We recommend to install PyTorch in a virtual environment for each project. For example:

cd myproject
virtualenv3 env
source env/bin/activate
pip install torchvision

PyTorch is bundled with its own CUDA librairies which considerably simplifies the setup however if you are using other CUDA-based librairies, the two might conflict.

Configuring PyTorch

Since PyTorch is bundled with its own CUDA libraries, the batch script is fairly simple.

#!/bin/bash
#SBATCH -N 1
#SBATCH -c required-amount-of-core
#SBATCH --gres=gpu
#SBATCH -p please-pick-a-partition
#SBATCH --qos=please-pick-a-qos
#SBATCH -t pleas-pick-a-walltime
#SBATCH --job-name=please-pick-a-jobname
#SBATCH --mem=required-amount-of-ramG

source /etc/profile
source env/bin/activate

python your-job-script.py ...

Please replace the following with the relevant details: required-amount-of-coreplease-pick-a-partitionplease-pick-a-qospleas-pick-a-walltimeplease-pick-a-jobnamerequired-amount-of-ram. The number of core should reflect the number of PyTorch data loading workers. A good rule of thumb is to have twice as many workers as the numbers of cores. However PyTorch workers tend to use more memory than necessary and this can become a constraint. Read the section on “Excessive PyTorch DataLoader memory usage” to learn how to reduce the cost of PyTorch workers.

Visualisation

Most PyTorch-based scripts use Visdom to visualise the training. Since NCC is composed of multiple machines and many users, the scripts often need small adjustments to work on NCC.

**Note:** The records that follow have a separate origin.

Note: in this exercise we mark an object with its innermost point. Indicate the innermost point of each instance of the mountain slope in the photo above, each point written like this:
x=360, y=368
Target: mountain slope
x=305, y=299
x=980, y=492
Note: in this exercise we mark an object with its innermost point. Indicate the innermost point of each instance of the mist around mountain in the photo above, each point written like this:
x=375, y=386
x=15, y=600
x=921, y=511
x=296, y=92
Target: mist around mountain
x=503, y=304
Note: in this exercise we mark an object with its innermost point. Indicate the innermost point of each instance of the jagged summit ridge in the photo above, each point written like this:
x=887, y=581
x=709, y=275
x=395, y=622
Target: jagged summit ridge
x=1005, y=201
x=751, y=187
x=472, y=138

On NCC, you should start Visdom on the head node. We would advise using tmux to keep the server running even when you have closed your SSH connection. Once Visdom is running on the head node, you can configure the visdom client to connect to the Visdom server.

Since there are many users, pick a port that is not currently used by someone else. The default port is extremely likely to be used by somebody else, don’t use it.

Starting the server on the head node:

python -m visdom.server -port pick-a-port-that-is-not-already-used

Configuring the Visdom client in your Python script:

import visdom
viz = visdom.Visdom(server="http://ncc1.clients.dur.ac.uk", port=your-
chosen-port)

Excessive PyTorch DataLoader memory usage

The default settings in PyTorch can lead to a lot of memory wastage if you are using multiple workers for data loading — and you should be.

What happens is that by default, PyTorch creates new workers by “forking” the current process. The new worker become an identical copy of your running process. Unfortunately this means that all the memory, all the weights of your network, everything get duplicated inside your worker even if the worker does not use it. You cannot start the workers before loading your network because even if you managed to do it, the workers are respawned at each epoch.

The simple solution in Python 3 is to change the worker creation method to avoid forking. There are two possible methods that will circumvent the problem: forkserver and spawn. For instance to use the forkserver, add the following:

if __name__ == '__main__':
    # Note: You must put all your training code into one function rather than in the global scope
    #       (this is good practice anyway).
    #       Subsequently you must call the set_start_method and your main function from inside this
    #       if-statement. If you don't do that, each worker will attempt to run all of your training
    #       code and everything will go very wild and very wrong.
    torch.multiprocessing.set_start_method('forkserver')
    my_main_function()

If you are using Python 2, the solution is to switch to Python 3 (sorry).

Building PyTorch’s accimage

Accimage is not available through pip. If you would like to use it, you need to build it using the following steps:

source myenv/bin/activate
git clone https://github.com/pytorch/accimage
cd accimage
python setup.py build_ext --library-dirs=/opt/intel/compilers_and_libraries_2019.3.199/linux/ipp/lib/intel64_lin
python setup.py install

To use it as torchvision backend instead of PIL, set this in your Python code:

torchvision.set_image_backend('accimage')

and add to your SLURM batch script:

export LD_LIBRARY_PATH=$LD_LIBRARY_PATH:/opt/intel/compilers_and_libraries_2019.3.199/linux/ipp/lib/intel64_lin/